American harpsichordist, organist and conductor

Eric Milnes (born May 7, 1959) is an American harpsichordist, organist and conductor, especially in the field of Baroque music. He began a series of recordings of all Bach cantatas with singers performing one voice per part and the Montreal Baroque Orchestra.

== Career ==
Born in Huntington, New York, Milnes studied in New York City at Columbia College, Columbia University and the Juilliard School of Music. He made several recordings as instrumentalist and conductor of vocal music, conducting from the keyboard instrument in Baroque practice. He has appeared at international festivals in the United States, Canada and Europe.
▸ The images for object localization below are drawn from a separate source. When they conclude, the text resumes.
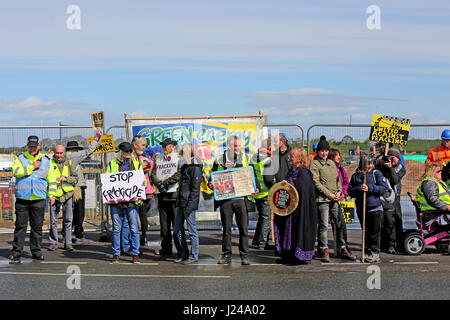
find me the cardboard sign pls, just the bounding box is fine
[268,181,299,216]
[91,111,104,129]
[155,152,179,194]
[100,170,146,204]
[370,114,411,146]
[211,166,256,201]
[87,134,116,154]
[339,200,355,224]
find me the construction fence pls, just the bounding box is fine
[0,122,448,233]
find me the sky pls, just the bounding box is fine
[1,0,449,130]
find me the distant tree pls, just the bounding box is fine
[341,135,353,144]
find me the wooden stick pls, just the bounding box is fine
[362,172,367,263]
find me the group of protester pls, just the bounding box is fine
[8,128,450,266]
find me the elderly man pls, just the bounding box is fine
[47,145,78,252]
[426,129,450,166]
[66,129,102,244]
[9,136,51,264]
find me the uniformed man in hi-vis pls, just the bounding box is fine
[9,136,51,264]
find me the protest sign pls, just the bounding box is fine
[339,200,355,224]
[91,111,104,129]
[369,114,411,146]
[100,170,146,204]
[87,134,116,154]
[84,179,97,209]
[155,152,179,194]
[268,181,299,216]
[211,166,256,201]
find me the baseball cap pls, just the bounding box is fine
[160,138,178,148]
[27,136,39,147]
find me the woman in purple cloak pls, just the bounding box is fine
[273,148,318,265]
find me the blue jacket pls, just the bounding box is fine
[348,169,388,212]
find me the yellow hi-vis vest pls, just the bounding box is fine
[48,159,75,199]
[249,156,270,200]
[416,177,450,212]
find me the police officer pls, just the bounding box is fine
[9,136,51,264]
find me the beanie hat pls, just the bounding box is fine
[316,136,330,152]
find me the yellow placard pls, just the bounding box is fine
[91,111,104,129]
[339,200,355,224]
[87,134,115,154]
[370,114,411,146]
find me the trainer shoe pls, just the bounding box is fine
[366,252,380,263]
[74,237,92,244]
[181,259,198,265]
[47,244,58,251]
[8,254,21,264]
[112,255,120,264]
[241,256,251,265]
[340,247,356,261]
[322,249,330,263]
[387,246,396,254]
[32,254,45,261]
[217,255,231,265]
[64,244,74,252]
[133,255,141,264]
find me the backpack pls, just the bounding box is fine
[373,170,396,209]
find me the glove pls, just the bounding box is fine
[157,181,167,193]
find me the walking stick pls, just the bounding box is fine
[362,172,367,263]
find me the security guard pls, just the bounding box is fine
[47,145,78,252]
[9,136,51,264]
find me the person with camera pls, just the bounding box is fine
[375,148,406,254]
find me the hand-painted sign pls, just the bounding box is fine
[101,170,146,204]
[268,181,299,216]
[155,152,178,194]
[370,114,411,146]
[91,111,104,129]
[87,134,116,154]
[339,200,355,224]
[211,166,256,201]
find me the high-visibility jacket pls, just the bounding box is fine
[106,157,146,205]
[249,156,271,200]
[216,153,249,171]
[13,152,51,200]
[416,178,450,212]
[47,159,75,199]
[426,145,450,166]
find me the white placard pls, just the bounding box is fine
[155,152,178,194]
[100,170,146,204]
[85,179,97,209]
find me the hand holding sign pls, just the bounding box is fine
[100,170,146,204]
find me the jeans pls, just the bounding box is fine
[12,198,46,257]
[122,199,152,250]
[317,201,347,251]
[49,198,73,245]
[252,198,271,246]
[111,206,140,256]
[173,207,199,261]
[220,199,249,257]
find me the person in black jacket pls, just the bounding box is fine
[265,133,292,188]
[376,148,406,254]
[348,154,388,263]
[173,143,203,264]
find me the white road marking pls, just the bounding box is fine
[0,271,230,279]
[41,261,88,265]
[393,262,438,265]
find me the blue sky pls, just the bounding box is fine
[1,0,449,129]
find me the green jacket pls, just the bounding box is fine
[310,158,342,202]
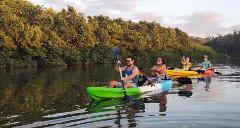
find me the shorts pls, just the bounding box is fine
[116,82,137,88]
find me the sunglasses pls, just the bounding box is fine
[157,59,162,61]
[125,60,131,62]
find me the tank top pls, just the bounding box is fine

He recorded settings by Salamone Rossi, a Jewish composer at the court of the Duke of Mantua, of texts in Hebrew from the Song of Songs in 2012, with New York Baroque, an ensemble of eight singers with continuo. A reviewer noted the performances evoked a certain "flavour of secrecy", fitting music that was "underground" at the time of creation, with little variation in dynamic and tempo.

A reviewer noted his recordings of four Bach cantatas with singers in OVPP fashion and the Montreal Baroque Orchestra, as part of a planned cycle of the works, induced "animated, stylistically assured playing" with "a sure feel for tempo and Bachian rhetoric". Another part of the series, called Cantatas for Mary, and presenting Herz und Mund und Tat und Leben, BWV 147, Ich habe genug, BWV 82, and Wie schön leuchtet der Morgenstern, BWV 1, was reviewed as enlightening, with soloists "whose stylish, energetic singing is a pure joy to hear" and an orchestra with warm, articulate strings and brilliantly resonant trumpet and horns."